There is probably a bit of truth in both opinions. Both "The Shield" and "Homicide" showed a dirtier side of law enforcement than most Americans expected to show up on their television screens, but it is probably closer to the truth than not. If we've learned anything from reality TV programs, it's that people aren't always as nice as they were in Mayberry and their language isn't either.
Why would we expect someone being handcuffed and hauled into the back seat of a patrol car to be "nice" anyway? Even on "Cops," where the officers seem to never raise their voices, lose their tempers or let loose a swear word or two, it seems a bit forced. Maybe it's easier to watch your language when you know you're wearing a microphone and television cameras are nearby.
Many people objected to the blue language choices and the darkness of those involved both in law enforcement and on the other side of the law in "The Shield" and "Homicide." I don't condone bad language, but it seems appropriate in some instances in fiction, and certainly in true crime stories.
If every bad guy in a novel talked like a bad guy, the reader would easily guess he's the villain by the end of the first chapter. No need to keep reading that book. The good writer lets part of the maze surrounding the bad guy shield him from our view at least for a while. When we can't see or hear his true self, the character hides in plain sight and makes it more of a delicious undertaking to discover him later.
I have a hunch we will be finding another character hiding in that maze of mystery ready to confuse us with his designs of disguise. In mystery, that's reality.
05 April 2012
Online blogs and social media tags are often ignored though the warnings are clear in retrospect. Nicole Simpson told others that one day her husband would kill her and because he was O. J. Simpson, he would get away with it.
A few people leave diaries or prepared-for-the-worst-case-scenario suicide notes behind. They are desperate please left as a clear-marked trail if only someone would look for the clues.
To a trial defense lawyer, these admissions are another hurdle to jump in attempt to snare a release for their client charged with murder. We would think such admissions would be a clear path to a conviction, but that isn't always what happens either.
Tabloids can rake in a ton of sales with headlines and articles that may be true, may be half-truths and may be completely fabricated. A national broadcast channel was caught editing the 911 call made by Zimmerman, distorting what he actually said. What is the truth? Maybe we'll find out the why on this case, but maybe we won't ever find the complete truth.

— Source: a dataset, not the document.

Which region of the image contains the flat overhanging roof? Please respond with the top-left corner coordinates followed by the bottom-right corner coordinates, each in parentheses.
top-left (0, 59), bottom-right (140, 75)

We may never know the truth about Casey Anthony. Her daughter will still be dead.
Determining why human beings sometimes don't act quite humanely is a puzzle.
Criminal activity isn't anything new. Cain murdered his brother, Abel for a reason as old as time itself: jealousy. In fact, the Bible is more than peppered with crimes, it is well-seasoned with how man isn't always just. Many of those reasons are still filling our prisons today. Why can't we all just get along?
When we ask why a crime takes place, we are interested also in finding the guilty party and having him pay for what he's done. We may not be involved in law enforcement nor the judicial system, but we may all take a turn at the jury box. Sharing space with eleven of our peers, we represent the public at large and want to know more than the who and how. We want to know the why of the criminal activity.
Read a good mystery -- one that ties up the story all nice and pretty by the book's end. Know that the bad guys are locked away. Know they paid for their crimes. Know they are just pretend characters. The real world is sometimes scary.
Sometimes we may not want to really know all the why's. Curiosity killed the cat, you know.